(1) Field of the Invention
The present invention relates to a composite wear-resistant member that has high hardness and density and contains super-hard particles (e.g. diamond particles or cubic boron nitride (cBN) particles) and, more particularly, to composite wear-resistant member that is excellent in heat and pressure shock-resistant characteristics, and a method of manufacturing the same.
(2) Description of related art
Hard metals are generally used for wear-resistant tools as in petroleum drilling due to high toughness and wear resistance. Recently, composite materials (e.g. polycrystalline diamond compacts (PDC)) joining a diamond composite material to the hard metal under very high pressure at high temperature have been frequently used.
These sintered compacts containing diamond particles are manufactured under very high pressure at high temperature. However, a method of manufacturing a sintered compact of diamond, tungsten carbide (WC), and ferrous metal under low pressure rather than high pressure has recently studied (JP-B2-3309897 and WO2006-080302A1 (U.S. Pat. No. 7,637,981)).

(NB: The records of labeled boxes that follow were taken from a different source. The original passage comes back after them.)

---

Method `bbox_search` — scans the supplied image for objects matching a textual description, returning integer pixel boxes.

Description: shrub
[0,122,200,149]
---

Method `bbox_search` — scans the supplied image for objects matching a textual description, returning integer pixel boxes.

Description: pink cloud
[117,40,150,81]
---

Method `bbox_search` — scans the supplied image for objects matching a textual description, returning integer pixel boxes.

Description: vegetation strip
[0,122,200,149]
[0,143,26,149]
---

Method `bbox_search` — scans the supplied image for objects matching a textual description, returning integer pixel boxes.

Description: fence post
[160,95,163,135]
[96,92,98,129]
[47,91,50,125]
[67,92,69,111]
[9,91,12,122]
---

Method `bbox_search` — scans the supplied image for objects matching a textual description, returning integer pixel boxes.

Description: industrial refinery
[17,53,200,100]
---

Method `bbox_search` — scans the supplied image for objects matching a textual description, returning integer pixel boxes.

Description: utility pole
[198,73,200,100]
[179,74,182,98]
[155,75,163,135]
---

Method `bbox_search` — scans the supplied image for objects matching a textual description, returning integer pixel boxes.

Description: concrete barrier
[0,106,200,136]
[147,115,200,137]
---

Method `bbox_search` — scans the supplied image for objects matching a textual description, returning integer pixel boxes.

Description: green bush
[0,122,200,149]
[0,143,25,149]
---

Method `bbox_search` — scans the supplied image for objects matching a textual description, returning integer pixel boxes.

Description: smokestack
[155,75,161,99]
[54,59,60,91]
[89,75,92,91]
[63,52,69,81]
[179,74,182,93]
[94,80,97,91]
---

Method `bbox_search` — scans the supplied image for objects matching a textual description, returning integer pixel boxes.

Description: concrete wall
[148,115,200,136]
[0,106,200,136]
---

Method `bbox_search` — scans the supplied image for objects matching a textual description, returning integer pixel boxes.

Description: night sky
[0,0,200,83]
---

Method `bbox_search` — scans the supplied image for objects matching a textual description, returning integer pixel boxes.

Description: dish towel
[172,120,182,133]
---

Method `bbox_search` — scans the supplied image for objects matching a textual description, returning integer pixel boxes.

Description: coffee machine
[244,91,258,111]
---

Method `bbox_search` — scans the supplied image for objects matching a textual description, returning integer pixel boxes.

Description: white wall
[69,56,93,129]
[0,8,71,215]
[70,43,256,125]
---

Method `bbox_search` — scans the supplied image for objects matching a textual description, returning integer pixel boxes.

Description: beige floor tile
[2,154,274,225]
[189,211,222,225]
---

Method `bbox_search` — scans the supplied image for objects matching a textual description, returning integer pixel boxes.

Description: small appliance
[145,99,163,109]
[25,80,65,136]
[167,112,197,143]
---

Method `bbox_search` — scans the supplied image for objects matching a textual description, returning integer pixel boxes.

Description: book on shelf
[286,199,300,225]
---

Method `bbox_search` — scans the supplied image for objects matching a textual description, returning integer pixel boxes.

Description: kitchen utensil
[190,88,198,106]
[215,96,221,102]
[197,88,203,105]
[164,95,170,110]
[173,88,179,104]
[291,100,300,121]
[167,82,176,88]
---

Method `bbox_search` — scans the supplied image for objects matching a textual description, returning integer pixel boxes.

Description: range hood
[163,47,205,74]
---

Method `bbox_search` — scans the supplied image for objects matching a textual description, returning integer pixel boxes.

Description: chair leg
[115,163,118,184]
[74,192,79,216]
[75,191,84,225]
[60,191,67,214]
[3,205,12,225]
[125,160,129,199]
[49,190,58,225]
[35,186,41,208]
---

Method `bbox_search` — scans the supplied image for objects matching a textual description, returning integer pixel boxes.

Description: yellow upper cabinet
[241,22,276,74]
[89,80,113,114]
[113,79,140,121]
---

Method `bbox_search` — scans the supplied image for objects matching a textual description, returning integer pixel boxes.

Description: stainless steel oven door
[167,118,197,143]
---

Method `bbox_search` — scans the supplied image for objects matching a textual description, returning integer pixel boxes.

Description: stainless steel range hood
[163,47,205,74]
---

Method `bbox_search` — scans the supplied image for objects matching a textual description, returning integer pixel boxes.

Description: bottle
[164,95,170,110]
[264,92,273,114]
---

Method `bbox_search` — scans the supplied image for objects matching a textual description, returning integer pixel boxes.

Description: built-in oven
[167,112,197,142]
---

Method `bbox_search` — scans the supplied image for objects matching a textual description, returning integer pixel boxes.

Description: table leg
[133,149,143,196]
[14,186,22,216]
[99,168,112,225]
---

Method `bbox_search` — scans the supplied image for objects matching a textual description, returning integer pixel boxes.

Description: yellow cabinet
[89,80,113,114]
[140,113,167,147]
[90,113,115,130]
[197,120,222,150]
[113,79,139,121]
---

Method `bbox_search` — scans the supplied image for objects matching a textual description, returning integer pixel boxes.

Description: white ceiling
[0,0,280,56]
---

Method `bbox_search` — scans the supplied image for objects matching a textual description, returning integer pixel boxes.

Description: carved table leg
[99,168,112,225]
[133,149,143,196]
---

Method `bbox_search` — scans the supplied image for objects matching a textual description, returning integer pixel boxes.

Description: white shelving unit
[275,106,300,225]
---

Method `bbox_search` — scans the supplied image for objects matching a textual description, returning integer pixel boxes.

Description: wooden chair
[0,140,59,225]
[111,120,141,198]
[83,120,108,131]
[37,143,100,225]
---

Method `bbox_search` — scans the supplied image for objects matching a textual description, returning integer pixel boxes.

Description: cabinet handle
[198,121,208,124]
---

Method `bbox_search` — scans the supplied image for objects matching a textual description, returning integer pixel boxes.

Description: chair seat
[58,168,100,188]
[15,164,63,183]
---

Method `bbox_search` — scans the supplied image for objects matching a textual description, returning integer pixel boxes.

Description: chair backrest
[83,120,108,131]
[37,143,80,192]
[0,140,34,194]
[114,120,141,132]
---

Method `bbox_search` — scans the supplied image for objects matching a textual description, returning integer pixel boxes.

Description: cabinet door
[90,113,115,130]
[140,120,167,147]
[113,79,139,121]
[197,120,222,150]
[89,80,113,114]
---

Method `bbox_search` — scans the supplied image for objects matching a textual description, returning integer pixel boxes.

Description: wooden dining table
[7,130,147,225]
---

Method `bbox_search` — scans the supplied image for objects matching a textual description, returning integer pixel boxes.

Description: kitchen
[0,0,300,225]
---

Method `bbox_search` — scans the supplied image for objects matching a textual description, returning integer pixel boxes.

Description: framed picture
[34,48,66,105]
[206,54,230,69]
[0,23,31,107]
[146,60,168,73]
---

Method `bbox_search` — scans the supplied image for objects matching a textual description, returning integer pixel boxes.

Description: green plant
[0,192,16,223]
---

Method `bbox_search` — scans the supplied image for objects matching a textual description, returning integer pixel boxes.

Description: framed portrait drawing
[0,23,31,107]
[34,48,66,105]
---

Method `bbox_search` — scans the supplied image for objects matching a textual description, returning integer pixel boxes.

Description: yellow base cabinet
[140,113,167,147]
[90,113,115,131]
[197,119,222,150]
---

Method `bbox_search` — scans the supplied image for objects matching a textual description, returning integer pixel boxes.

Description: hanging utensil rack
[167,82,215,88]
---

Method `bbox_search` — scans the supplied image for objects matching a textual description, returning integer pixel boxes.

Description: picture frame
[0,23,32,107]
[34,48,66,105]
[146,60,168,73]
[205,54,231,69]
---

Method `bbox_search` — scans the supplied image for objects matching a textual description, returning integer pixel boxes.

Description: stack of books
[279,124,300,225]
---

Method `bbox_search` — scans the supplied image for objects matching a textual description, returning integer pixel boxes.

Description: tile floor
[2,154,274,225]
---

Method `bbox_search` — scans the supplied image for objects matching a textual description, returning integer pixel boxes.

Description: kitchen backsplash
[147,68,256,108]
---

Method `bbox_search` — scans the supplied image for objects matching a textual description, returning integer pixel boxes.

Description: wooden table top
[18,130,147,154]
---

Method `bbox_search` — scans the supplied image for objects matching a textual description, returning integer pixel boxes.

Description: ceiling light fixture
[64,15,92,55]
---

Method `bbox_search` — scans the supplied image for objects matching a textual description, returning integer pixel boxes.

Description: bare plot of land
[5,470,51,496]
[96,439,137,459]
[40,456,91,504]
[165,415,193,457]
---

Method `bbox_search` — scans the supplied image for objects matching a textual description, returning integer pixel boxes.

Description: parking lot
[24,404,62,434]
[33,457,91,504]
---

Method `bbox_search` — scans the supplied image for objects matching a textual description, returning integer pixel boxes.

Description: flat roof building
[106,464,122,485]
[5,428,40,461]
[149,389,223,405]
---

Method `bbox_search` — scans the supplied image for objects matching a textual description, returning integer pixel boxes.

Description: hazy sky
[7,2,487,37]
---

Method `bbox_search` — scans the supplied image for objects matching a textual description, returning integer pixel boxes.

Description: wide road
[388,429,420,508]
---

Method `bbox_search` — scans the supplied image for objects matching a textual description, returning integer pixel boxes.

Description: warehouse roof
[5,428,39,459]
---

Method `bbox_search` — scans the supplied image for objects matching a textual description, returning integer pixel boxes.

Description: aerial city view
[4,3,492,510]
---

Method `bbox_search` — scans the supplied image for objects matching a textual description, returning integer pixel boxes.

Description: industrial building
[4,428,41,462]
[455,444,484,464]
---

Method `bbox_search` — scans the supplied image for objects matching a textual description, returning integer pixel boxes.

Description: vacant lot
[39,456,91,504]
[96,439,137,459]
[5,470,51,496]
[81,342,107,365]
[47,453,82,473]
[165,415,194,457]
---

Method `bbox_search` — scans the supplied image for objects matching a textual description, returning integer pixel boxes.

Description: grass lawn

However, all the diamond composite materials whether the PDCs manufactured under very high pressure or the diamond composite materials manufactured under low pressure have a fundamental problem in that cracks or defects may occur due to shock caused by heat or pressure.
To overcome this problem, various attempts have been made (U.S. Pat. Nos. 5,119,714, 4,604,106, 4,525,178, 4,694,918 and JP-A-9-194909). Although some effects are recognized, the inventions disclosed in these documents do not yet provide a fundamental means that has many countermeasures against the stress of joints and prevents generation and propagation of distortion caused by shock by reinforcing the material itself.